NVIDIA GeForce RTX 3080 Stability Woes Traced To Cheap Capacitors

EVGA GeForce RTX 3080
For some early adopters of the exceptionally popular GeForce RTX 3080 graphics card, there has been trouble in paradise. Among those who were able to get their hands on the elusive Ampere part, reports surfaced of instability issues, with some of the cards crashing at overclocked speeds that were set at the factory. Following an investigation into the matter, EVGA has traced the issue to the use of cheaper capacitors.

As you can imagine, this has to be extra frustrating for affected users. The GeForce RTX 3080 was on store shelves for all of two second at launch before it sold out completely, the result of frenzied demand by gamers, an influx of bots attempting to secure as much inventory as possible for scalpers, and not enough supply to meet demand.

For those who fought the bots and were ultimately successful in procuring a GeForce RTX 3080, running into instability issues has to be maddening. For the most part, this seems to be affecting certain custom models from NVIDIA's add-in board (AIB) partners, and does not affect the company's own Founders Edition SKU. EVGA explains the culprit.

"During our mass production QC testing we discovered a full 6 POSCAPs solution cannot pass the real world applications testing.
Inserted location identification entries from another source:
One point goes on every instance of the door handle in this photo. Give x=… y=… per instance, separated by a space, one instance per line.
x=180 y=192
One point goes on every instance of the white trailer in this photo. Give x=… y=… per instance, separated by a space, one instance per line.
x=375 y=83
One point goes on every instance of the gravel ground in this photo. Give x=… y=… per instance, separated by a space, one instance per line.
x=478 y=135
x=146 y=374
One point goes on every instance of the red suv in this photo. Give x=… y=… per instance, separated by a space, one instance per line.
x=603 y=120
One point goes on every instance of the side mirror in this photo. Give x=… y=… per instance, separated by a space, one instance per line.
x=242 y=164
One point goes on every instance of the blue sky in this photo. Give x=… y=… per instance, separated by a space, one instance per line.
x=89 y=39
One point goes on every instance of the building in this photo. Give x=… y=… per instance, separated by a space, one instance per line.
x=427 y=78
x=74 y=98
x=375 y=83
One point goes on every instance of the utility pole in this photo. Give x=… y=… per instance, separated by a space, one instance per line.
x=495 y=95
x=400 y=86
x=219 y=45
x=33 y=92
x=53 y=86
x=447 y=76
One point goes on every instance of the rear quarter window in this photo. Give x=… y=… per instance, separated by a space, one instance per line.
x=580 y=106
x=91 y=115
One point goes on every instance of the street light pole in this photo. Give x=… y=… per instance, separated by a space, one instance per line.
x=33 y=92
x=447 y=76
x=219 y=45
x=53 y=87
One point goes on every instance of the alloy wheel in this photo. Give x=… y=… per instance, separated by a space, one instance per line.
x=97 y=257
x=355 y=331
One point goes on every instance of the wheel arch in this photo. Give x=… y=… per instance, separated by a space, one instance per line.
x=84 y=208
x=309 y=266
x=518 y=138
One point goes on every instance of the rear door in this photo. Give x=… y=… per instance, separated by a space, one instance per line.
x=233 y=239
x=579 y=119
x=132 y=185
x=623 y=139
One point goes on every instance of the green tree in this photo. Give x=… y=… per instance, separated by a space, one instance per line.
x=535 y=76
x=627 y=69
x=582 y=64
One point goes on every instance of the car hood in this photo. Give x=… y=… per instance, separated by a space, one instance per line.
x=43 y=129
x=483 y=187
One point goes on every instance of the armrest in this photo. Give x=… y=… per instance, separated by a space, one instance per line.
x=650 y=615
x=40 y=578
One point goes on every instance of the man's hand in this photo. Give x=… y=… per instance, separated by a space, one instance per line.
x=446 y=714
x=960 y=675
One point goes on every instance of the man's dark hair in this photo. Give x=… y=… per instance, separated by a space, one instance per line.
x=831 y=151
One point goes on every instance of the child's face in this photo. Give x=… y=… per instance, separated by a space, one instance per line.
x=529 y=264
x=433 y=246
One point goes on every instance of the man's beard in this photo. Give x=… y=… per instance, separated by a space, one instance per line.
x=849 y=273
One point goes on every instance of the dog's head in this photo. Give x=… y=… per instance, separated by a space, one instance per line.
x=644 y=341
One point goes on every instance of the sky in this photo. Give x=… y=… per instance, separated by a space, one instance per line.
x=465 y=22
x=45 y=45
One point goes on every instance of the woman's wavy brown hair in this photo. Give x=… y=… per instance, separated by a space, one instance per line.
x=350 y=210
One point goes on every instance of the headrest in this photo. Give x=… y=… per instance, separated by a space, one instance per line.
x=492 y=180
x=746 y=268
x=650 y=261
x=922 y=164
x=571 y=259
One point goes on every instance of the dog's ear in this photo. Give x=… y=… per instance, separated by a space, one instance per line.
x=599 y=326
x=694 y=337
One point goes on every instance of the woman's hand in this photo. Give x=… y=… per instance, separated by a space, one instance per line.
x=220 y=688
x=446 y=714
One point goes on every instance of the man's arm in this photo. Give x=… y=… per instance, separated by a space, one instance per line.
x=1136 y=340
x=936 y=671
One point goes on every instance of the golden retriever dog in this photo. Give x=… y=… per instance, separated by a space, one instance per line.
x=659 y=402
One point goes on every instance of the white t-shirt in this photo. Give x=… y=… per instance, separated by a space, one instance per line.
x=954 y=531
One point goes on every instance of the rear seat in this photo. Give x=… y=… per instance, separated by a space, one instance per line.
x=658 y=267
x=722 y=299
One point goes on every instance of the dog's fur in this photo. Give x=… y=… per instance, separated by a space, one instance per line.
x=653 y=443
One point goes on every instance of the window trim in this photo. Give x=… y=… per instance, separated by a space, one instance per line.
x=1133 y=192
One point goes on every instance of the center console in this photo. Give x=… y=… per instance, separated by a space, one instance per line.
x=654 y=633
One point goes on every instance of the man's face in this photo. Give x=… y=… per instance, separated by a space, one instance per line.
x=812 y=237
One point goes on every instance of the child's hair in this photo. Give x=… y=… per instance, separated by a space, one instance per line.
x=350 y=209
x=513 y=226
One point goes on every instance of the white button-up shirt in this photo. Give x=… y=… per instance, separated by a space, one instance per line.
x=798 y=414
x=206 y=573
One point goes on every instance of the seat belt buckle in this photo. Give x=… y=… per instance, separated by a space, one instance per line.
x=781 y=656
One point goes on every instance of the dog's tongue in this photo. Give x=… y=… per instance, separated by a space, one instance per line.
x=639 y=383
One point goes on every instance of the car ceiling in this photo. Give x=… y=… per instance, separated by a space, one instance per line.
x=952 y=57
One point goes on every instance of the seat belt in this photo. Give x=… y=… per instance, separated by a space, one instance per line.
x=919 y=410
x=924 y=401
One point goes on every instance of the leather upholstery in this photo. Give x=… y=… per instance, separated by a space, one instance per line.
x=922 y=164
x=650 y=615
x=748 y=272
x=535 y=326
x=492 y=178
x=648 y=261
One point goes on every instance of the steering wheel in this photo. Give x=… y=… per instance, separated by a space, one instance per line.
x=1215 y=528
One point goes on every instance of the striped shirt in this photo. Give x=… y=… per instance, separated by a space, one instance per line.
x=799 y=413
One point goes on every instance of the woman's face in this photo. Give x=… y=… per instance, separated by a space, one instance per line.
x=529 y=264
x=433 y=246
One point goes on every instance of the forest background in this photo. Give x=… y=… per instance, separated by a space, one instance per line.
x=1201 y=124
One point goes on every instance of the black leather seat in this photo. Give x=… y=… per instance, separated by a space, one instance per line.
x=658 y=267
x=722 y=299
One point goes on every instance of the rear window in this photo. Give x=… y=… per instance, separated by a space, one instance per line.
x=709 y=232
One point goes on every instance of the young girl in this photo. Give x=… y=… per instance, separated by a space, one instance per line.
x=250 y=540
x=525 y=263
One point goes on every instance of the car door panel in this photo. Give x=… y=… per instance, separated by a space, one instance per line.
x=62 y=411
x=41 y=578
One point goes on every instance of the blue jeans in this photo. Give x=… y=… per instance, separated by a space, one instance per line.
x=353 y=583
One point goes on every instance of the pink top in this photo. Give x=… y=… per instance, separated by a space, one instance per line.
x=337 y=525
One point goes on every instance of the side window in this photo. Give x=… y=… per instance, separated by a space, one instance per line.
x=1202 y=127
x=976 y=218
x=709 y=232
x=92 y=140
It took almost a week of R&D effort to find the cause and reduce the POSCAPs to 4 and add 20 MLCC caps prior to shipping production boards, this is why the EVGA GeForce RTX 3080 FTW3 series was delayed at launch. There were no 6 POSCAP production EVGA GeForce RTX 3080 FTW3 boards shipped," EVGA's Jacob Freeman stated in forum post.

Time being of the essence, EVGA sent some reviewers pre-production cards with 6 POSCAPs (conductive polymer tantalum solid capacitors), and is now working with them to replace those cards with production models.

"EVGA GeForce RTX 3080 XC3 series with 5 POSCAPs + 10 MLCC solution is matched with the XC3 spec without issues," Freeman added.

It is said that a picture is worth 1,000 words, so here is a look at the capacitor layout on the backside of a reference board (PG132), as put together by Igor Wallossek at Igor's Lab...

GeForce RTX 3080 Capacitor Layout

The area in red represents large-area POSCAPs, while those green globs are "somewhat more expensive MLCCs" (multilayer ceramic chip capacitors). NVIDIA's board partners can choose which to use, or go with a combination if they see fit. It is worth noting that MLCCs do a better job at filtering high frequencies on the voltage rails. As is often the case (though not always true), the part that costs more is better, plain and simple.

Now let's have a look at a couple of different arrangements, courtesy of Wallossek...

GeForce RTX 3080 Capacitors

The arrangement on the left in the image above is from a Founders Edition model. Those four red blobs are actually what are called SP-CAPs, and the green blobs are groups of 10 MLCCs. This is a good mix, and in Wallossek's testing, he did not run into any stability problems even when going above 2GHz (with the fan running at 100 percent).

In contrast, the arrangement on the right is from Zotac's GeForce RTX 3080 Trinity. That card sports six cheaper POSCAPs, and seems to be "particularly affected" by instability problems, based on user reports in forums.

So if we circle back to EVGA's statement, it has decided to add MLCCs to the mix. ASUS does even better with its TUF Gaming variant, which uses only MLCCs and no POSCAPs.

This begs the question, how can you be sure of what you are buying? After all, shortages in inventory will not last forever, and eventually you will be able to buy a GeForce RTX 3080, if that is what you want to do. And hopefully in time all of NVIDIA's hardware partners will adopt more reliable designs, now that the culprit has been discovered.

In the meantime, Roseking on Reddit has composed a dynamic list of custom GeForce RTX 3080 and GeForce RTX 3090 models, with links to schematics showing what they are using. Here's your handy cheat sheet (current at the time of this writing)...

GeForce RTX 3080 and 3090 Caps

"Note that manufacturers might have changed this in their future revision so this should be taken as a snapshot," Roseking correctly states.

Bear in mind that POSCAPs are not inherently bad. It just so happens that in this case, the arrangement adopted on some custom models seems to not be up to the task of handling the GeForce RTX 3080's higher boost frequencies.

We imagine NVIDIA's partners will take of existing customers who bought an affected model, but it is something to keep an eye on.